Marc Desgrandchamps
Parce que
2015
Original lithography on Vélin d’Arches 250 g en 2 passages couleur, framed
65 x 50 cm
13/13 (+ 5 AP)
Lithographer : Michaël Woolworth Publications, Paris (France), 2015
Réalisée au crayon sur pierre à l’atelier de Michael Woolworth à Paris, la lithographie Parce que de Marc Desgrandchamps découle de la peinture éponyme de l’artiste, grand polyptyque présenté dans l’exposition Rideaux/blinds à l’IAC1.
De la représentation à la fois panoramique et séquentielle de la peinture, qui déroule différentes scènes parsemées de références, Marc Desgrandchamps a extrait un fragment, comme une coupe cinématographique opérée dans le centre du tableau. Ainsi, la lithographie se recentre sur le motif du cheval, encadré par une structure s’apparentant à une porte-fenêtre et ponctué par divers éléments plus ou moins visibles : gravats au premier plan, paysage de colline en arrière-plan et apparition fantomatique de la figure suprématiste dans le carré de ciel. Cette composition graphique rigoureuse, au crayon noir, est partiellement recouverte par un voilage rouge vertical qui vient souligner ou bien opacifier le dessin.
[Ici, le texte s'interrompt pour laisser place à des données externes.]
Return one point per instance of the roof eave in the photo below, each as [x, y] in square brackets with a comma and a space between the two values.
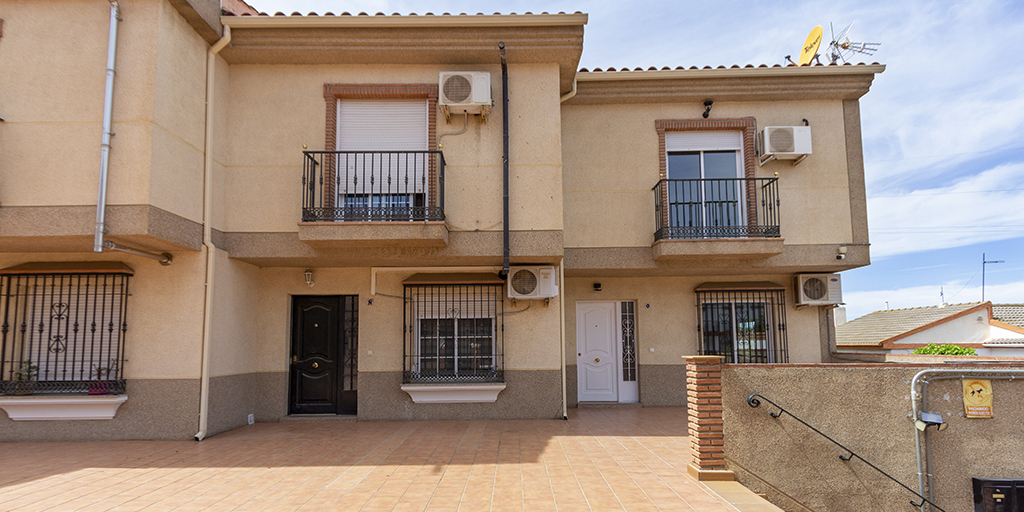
[293, 22]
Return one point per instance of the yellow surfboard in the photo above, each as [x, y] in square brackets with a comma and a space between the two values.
[810, 46]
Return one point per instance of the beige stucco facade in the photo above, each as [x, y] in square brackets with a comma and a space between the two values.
[213, 334]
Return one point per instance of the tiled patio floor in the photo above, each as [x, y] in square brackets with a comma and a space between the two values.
[601, 459]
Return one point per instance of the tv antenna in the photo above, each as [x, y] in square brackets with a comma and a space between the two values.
[841, 48]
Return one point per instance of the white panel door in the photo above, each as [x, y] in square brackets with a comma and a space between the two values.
[597, 364]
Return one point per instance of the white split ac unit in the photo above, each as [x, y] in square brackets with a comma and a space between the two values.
[464, 92]
[532, 283]
[784, 142]
[818, 290]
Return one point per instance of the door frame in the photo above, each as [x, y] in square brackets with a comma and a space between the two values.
[626, 391]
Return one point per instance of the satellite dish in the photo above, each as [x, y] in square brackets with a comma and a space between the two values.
[841, 48]
[810, 46]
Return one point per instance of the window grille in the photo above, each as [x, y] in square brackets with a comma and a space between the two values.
[454, 333]
[744, 325]
[64, 332]
[629, 341]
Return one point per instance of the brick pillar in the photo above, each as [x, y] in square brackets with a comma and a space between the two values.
[704, 403]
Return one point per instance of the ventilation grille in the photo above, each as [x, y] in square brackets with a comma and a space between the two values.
[781, 140]
[524, 282]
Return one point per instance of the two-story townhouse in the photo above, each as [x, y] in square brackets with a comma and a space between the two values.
[344, 240]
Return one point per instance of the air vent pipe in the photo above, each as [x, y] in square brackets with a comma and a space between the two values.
[504, 273]
[104, 143]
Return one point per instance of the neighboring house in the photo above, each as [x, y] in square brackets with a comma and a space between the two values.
[975, 325]
[337, 228]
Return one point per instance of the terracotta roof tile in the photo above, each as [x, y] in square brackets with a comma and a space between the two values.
[881, 326]
[1009, 313]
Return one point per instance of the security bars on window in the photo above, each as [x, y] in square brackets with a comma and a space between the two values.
[454, 333]
[64, 333]
[743, 326]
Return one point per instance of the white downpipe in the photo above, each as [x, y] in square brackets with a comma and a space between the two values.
[211, 253]
[561, 337]
[104, 144]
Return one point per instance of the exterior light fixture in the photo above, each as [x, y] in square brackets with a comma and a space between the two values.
[931, 419]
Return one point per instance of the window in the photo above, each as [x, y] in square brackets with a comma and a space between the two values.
[454, 331]
[704, 192]
[383, 170]
[64, 331]
[744, 323]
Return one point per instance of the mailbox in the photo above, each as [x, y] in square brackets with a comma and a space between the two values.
[998, 495]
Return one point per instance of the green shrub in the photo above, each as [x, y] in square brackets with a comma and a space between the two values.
[933, 349]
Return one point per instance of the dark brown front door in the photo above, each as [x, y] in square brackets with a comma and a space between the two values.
[323, 370]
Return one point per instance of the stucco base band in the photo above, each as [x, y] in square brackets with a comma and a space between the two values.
[157, 409]
[660, 385]
[233, 397]
[61, 408]
[528, 394]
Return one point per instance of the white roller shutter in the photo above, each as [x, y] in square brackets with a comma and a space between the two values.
[704, 140]
[382, 125]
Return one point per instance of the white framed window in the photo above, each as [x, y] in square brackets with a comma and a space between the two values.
[705, 192]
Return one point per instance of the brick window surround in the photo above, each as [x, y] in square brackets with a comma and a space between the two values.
[334, 92]
[747, 125]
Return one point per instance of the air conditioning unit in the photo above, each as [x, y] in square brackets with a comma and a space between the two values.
[532, 283]
[818, 290]
[464, 92]
[784, 142]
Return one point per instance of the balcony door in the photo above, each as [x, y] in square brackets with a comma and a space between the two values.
[705, 195]
[378, 177]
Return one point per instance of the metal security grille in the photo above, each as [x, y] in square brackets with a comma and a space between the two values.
[629, 341]
[454, 333]
[743, 326]
[350, 324]
[64, 333]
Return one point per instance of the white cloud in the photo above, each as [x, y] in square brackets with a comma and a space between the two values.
[861, 303]
[929, 219]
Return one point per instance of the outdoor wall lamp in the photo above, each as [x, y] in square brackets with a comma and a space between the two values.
[930, 419]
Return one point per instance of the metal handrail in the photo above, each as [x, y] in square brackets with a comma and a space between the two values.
[717, 208]
[373, 185]
[754, 400]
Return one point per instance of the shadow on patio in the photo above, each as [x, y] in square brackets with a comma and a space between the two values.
[600, 459]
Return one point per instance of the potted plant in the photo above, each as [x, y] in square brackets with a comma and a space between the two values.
[101, 385]
[25, 378]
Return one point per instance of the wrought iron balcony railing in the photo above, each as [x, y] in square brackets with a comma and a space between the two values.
[736, 208]
[393, 186]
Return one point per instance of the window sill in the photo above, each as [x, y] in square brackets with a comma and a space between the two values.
[454, 393]
[61, 408]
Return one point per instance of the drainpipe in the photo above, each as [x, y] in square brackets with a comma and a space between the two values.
[504, 273]
[561, 326]
[104, 144]
[211, 253]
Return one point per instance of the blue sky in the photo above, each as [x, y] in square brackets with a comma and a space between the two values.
[943, 126]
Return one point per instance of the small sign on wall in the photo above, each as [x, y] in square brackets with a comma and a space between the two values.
[978, 397]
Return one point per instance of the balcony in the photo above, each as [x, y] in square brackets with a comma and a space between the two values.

Lithographie, passage en deux couleurs, à partir du panneau central d’un polyptyque pictural. Rien que de très simple, ordonné, à première vue, la complexité de la peinture et sa multiplicité de lectures possibles sembleraient se condenser et se simplifier par l’opération du « détail » et de la réduction tonale. Pourtant, l’entrée dans l’image, la reconnaissance des motifs et le climat sombre de l’ensemble, ouvrent peu à peu à un questionnement et à une circulation du regard, activés par la densité de la composition et l’articulation énigmatique des éléments. « Parce que » : l’artiste nomme ironiquement son œuvre par cette assertion, une réponse elliptique à un ensemble de causalités, à différentes strates de significations.
Récurrent dans le travail de Marc Desgrandchamps, et plus généralement dans l’histoire de l’art, le motif du cheval est une figure plastique qui se prête à la monumentalité. Ici, c’est aussi la seule figure du tableau-source qui regarde le spectateur. Délimité par la présence imposante de la porte-fenêtre, il semble cerné par une structure de cadrage : photographique (les bords noirs des anciennes planches-contacts), cinématographique (les plans de certains westerns mythiques) ou encore répressif (un lieu d’enfermement).
À ses pieds, les fragments issus d’une décharge font signe, jusqu’à dessiner des figures de ruine.
Du coin de ciel vu à travers la fenêtre, transpire la figure de Malevitch, un tableau de la fin des années 1920, période charnière pour l’artiste suprématiste, à l’aube du grand désenchantement de la révolution russe et de l’oppression stalinienne. Les fragments de paysage (colline, feuillage en débord) ne font pas le poids, face à la menace qui plane.
Le voile d’un rouge profond, sourd, qui ruisselle sur les figures, inscrit une surface picturale qui vient asseoir le dessin autant qu’elle le trouble. Contrebalancée par des incertitudes d’espaces et de plans, la construction plastique se teinte alors d’une résonance grave, sinon politique, du moins fortement symbolique, nous confrontant à des seuils à (ne pas) franchir ou déjà franchis…
1 Rideaux/blinds, du 6 février au 3 mai 2015 à l'Institut d'art contemporain, Villeurbanne/Rhône-Alpes, commissaire Marie de Brugerolle.